Introduction

Categorized help that answer a commonly asked question.

How do I contribute back to the community?

See 'Contributing' in develop.

What about sequence and genomic data, how do they fit into TaxonWorks vision?

To see this vision realized we need dedicated collaborators (developers, work-bench experts, labs) and funding, i.e. the Species File Group and its current collaborators does not presently have these advances as targeted milestones, nor do they anticipate significant code-contributions from "core" members in the absence of said collaborations/funding. The SFG is very open to guiding work done in this area, i.e. facilitating developers and data-modellers and providing parallel work in some areas, for example implementing externally developed, well thought out, UIs.

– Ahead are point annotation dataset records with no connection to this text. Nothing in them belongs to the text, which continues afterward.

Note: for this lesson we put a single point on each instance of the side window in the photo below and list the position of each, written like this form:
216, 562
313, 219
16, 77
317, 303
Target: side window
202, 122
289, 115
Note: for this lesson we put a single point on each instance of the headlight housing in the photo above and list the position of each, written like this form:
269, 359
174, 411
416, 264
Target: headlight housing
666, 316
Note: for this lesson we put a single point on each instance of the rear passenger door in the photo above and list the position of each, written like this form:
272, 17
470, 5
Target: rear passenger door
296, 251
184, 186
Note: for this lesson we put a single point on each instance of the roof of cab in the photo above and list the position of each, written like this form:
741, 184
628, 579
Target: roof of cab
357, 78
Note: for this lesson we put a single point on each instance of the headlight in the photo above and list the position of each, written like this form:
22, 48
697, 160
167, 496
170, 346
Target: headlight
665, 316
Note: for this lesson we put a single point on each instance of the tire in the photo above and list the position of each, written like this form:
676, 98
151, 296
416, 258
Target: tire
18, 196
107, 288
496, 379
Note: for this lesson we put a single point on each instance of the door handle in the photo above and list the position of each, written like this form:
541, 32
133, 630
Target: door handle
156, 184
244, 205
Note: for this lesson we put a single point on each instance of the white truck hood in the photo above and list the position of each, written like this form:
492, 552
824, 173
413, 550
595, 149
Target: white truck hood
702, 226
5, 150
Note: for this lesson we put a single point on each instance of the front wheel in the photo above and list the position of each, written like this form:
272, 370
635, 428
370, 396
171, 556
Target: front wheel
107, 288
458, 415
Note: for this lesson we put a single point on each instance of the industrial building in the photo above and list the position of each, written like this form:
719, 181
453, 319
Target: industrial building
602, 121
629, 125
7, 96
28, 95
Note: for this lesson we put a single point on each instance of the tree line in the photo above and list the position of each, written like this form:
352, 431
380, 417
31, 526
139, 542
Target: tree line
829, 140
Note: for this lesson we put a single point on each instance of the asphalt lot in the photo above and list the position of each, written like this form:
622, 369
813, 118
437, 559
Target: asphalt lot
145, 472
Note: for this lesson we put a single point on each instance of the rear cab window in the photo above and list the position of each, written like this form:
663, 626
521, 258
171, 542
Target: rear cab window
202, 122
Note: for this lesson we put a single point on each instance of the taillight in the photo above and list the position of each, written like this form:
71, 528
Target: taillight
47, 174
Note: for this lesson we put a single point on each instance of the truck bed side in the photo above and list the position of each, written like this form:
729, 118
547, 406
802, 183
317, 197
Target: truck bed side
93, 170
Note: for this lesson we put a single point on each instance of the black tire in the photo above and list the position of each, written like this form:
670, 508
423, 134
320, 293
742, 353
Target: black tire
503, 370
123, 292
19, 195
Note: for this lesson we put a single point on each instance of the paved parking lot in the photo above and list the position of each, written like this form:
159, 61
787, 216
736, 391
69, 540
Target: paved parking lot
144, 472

At present managing Sequence data is within the purview of TaxonWork's "vision" in the following ways (we're an open community, this can evolve):

  • Sequence handling in TaxonWorks is envisioned as leaning towards long-term vouchering alongside simple sequence annotations (think biodiversity informatics focused on taxonomy) as opposed to more complex annotation systems (e.g. complex structural annotations, functional graphs, etc.).
  • TaxonWorks contains excellent CollectionObject and Extract management capabilities, i.e. the framework for vouchering the physical origin of sequences is well developed. This in-and-of-itself, particularly in combination with the extensible functionality offered by customizable data-attributes may fill a gap within molecular labs.
  • TaxonWorks has a Sequence model, and some nice back-end functionality work has been done on it, for example we added a logic-based (and/or) description framework for linking one sequence to another (think primers, blast reference sequences, etc.)
  • There is a nice Descriptor context that treats Sequences as just another column type, i.e. there are excellent inherent capabilities for mixing molecular and morphological data and exporting unified datasets for analysis.
  • While Sequence objects can be created in the UI functionality therein is primitive and has not been used "for real", i.e. the UI/UX needed for actual practical day-to-day work does not exist (2024/1/26)
  • Sequences managed in TaxonWorks should be curated and have some human-asserted metadata. For example we're not aiming to manage raw-reads, or unassembled data.
  • Sequences are stored as raw strings, not in a BLAST database, it is of course conceivable to change this back-end storage should advantages in indexing and storage size be needed in the future.
  • Storing genomes (unassembled or assembled) is not presently a goal. Linking vouchers to metadata about a genome is fully in scope.
  • We know of many systematics labs where 10k x 4k matrices (terminals by genes) are now the targets of research efforts. We know of no system that comprehensively manages this type of project, for example tracking gaps in required target specimens or genes as projects progress. This is the initial maximum size we envision fitting within a TaxonWorks framework.
  • We understand the basic starting points (annotated FASTA files) for large-scale integrative taxonomy (LIT). Combining an entry point that starts data management with an annotated FASTA file and then lets users advance their species concepts through the powerful means of exploring their data with existing (and novel) querying is very much in the scope of our vision. Single barcode-style sequences for 100s of thousands of specimens / project is well within our vision.
  • Analysis of sequence data should be done outside TaxonWorks, being facilitated by API endpoints and exports manageable inside TaxonWorks. For example once Sequence data are present you can not use TaxonWorks to trigger an alignment (though calculating some simple distance metrics are desirable for filtering data in LIT contexts).
  • We have done prior work in managing full Sanger-sequencing workflows (PCRs, worksheets, etc.). This code is in the precursor project mx. It may be relevant to some.
  • No well tested batch loading functionality exists. Simple FASTA processing should be very straightforward. Thanks to the scripting framework that comes with TaxonWorks the software is very well positioned to facilitate custom 1-off migrations.
  • We very much would like to facilitate the export to NCBI/repository framework based on data captured in TaxonWorks.